De son coté, Andréa observe le contraste entre l’excellence des formations britanniques et la suspicion administrative française : « les formations britanniques sont de très haut niveau. Ce serait un moyen de renforcer la coopération scientifique. »  Une autre étudiante, souhaitant rester anonyme, nous a aussi raconté sa propre expérience :
« Sans internat, il ne me reste que la spécialité au Royaume-Uni ou dans un pays tiers. Toute ma famille est en France. C’est difficile d’accepter de ne pas avoir d’option pour y vivre et y travailler. »

Andréa Poupart, hôpital de Birmingham
Andréa Poupart, hôpital de Birmingham

« Les formations britanniques sont de très haut niveau.
Ce serait un moyen de renforcer la coopération scientifique »

Andréa Poupart, Française installée au Royaume-Uni

Tous font partie du groupe à l’origine de la mobilisation auprès du député des Français de l’étranger Vincent Caure et d’autres élus : « On veut juste pouvoir rentrer et servir la France. » Mais concernant une possible évolution de la reconnaissance des diplômes, Alice reste lucide pour le moment : « chaque fois qu’on me dit qu’il y a de l’espoir, c’est un faux espoir. Donc pour l’instant, je n’y crois pas. »

La proposition de loi de Vincent Caure

La volonté du député à travers ce texte est de créer un régime transitoire de reconnaissance pour les cohortes ayant commencé leurs études avant le 31 décembre 2020. Concrètement, il permettrait :

  • Une inscription facilitée à l’Ordre des médecins ;
  • La fin des procédures d’autorisation imprévisibles ;
  • Une évaluation alignée sur le système européen de reconnaissance automatique.

Pour ces cohortes, la mesure apparaît comme une réparation légitime. Pour Caroline : « Si la loi passait, ce serait formidable. » « Cela nous redonnerait un horizon », nous confie Andréa.

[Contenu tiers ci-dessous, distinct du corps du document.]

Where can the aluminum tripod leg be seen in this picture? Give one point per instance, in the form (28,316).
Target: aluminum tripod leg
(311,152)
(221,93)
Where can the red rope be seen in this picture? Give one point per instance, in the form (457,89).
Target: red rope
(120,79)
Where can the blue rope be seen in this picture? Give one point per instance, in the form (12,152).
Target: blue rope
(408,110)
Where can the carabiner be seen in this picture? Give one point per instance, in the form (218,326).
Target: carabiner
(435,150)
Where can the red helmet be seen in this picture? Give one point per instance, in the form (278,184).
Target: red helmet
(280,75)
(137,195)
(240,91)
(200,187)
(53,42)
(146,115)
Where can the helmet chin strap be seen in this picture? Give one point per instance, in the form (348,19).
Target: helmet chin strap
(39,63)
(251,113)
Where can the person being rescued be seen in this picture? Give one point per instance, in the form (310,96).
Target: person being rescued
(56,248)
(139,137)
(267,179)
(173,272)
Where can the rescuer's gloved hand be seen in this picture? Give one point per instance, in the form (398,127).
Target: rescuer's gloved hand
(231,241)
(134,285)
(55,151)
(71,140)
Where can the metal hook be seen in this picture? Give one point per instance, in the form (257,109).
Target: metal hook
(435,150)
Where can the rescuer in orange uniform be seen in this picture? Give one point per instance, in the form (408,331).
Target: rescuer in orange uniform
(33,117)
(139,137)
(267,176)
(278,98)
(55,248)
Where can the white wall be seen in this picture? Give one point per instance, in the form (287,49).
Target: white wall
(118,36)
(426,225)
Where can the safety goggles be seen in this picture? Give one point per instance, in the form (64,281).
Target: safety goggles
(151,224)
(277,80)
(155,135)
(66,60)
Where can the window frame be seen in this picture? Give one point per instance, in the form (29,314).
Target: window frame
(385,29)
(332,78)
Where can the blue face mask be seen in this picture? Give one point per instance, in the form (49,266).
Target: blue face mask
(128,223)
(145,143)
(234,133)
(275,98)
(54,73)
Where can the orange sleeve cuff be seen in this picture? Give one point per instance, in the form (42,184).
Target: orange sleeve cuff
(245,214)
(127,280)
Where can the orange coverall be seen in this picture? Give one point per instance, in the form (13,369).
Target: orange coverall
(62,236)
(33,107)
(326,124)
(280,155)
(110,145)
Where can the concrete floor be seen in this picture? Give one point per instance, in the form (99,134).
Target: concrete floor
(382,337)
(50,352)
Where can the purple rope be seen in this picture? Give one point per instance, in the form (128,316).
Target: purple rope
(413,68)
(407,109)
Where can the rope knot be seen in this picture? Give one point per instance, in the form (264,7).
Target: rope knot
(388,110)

Et pour Alice : « Oui, ça marcherait pour moi. Je pourrai avancer plus vite. »
Quant à notre étudiante qui préfère ne pas communiquer son nom, elle nuance : « Ce serait un progrès énorme, même si tout ne serait pas réglé. »

Un enjeu national en France : la pénurie de médecins

Le paradoxe est criant : bloquer l’accès de médecins formés dans un système clinique reconnu alors que la France manque de praticiens. Entre 2001 et 2021, le nombre de médecins exerçant dans un pays autre que celui de leur naissance a augmenté de 86 % dans l’OCDE. Avec un million de professionnels de santé nés à l’étranger, les États-Unis sont le principal pays d’accueil, suivis de l’Allemagne (330.000) et du Royaume-Uni (308.000).

« On veut juste servir la France, rentrer chez nous,
travailler dans le pays où on a grandi. »

Caroline Memmi, Française médecin à Londres

La France arrive en sixième position avec près de 90.000 professionnels nés à l’étranger, représentant 18 % des médecins et 6 % des infirmiers sur le territoire. Le NHS (National Health Service) au Royaume-Uni forme les jeunes praticiens à l’autonomie, à la coordination et à la sécurité des soins, trois compétences très recherchées dans les hôpitaux français. Alice résume : « Le système français de reconnaissance est problématique pour tout le monde. »
Caroline conclut : « On veut juste servir la France, rentrer chez nous, travailler dans le pays où on a grandi. »

Un vote décisif en perspective

La proposition de loi de Vincent Caure pourrait enfin offrir à cette génération de médecins français formés au Royaume-Uni un horizon professionnel et familial. Quatre ans après le Brexit, leur savoir est prêt à soigner, mais la bureaucratie les retient dans un purgatoire administratif. Chaque patient en attente devient le témoin silencieux de ce paradoxe : des compétences prêtes à servir, des vies prêtes à être soignées… et un cadre légal qui tarde à les libérer. La discussion de cette proposition de loi le 19 janvier 2026 et le vote des parlementaires français pourraient ouvrir de nouvelles perspectives.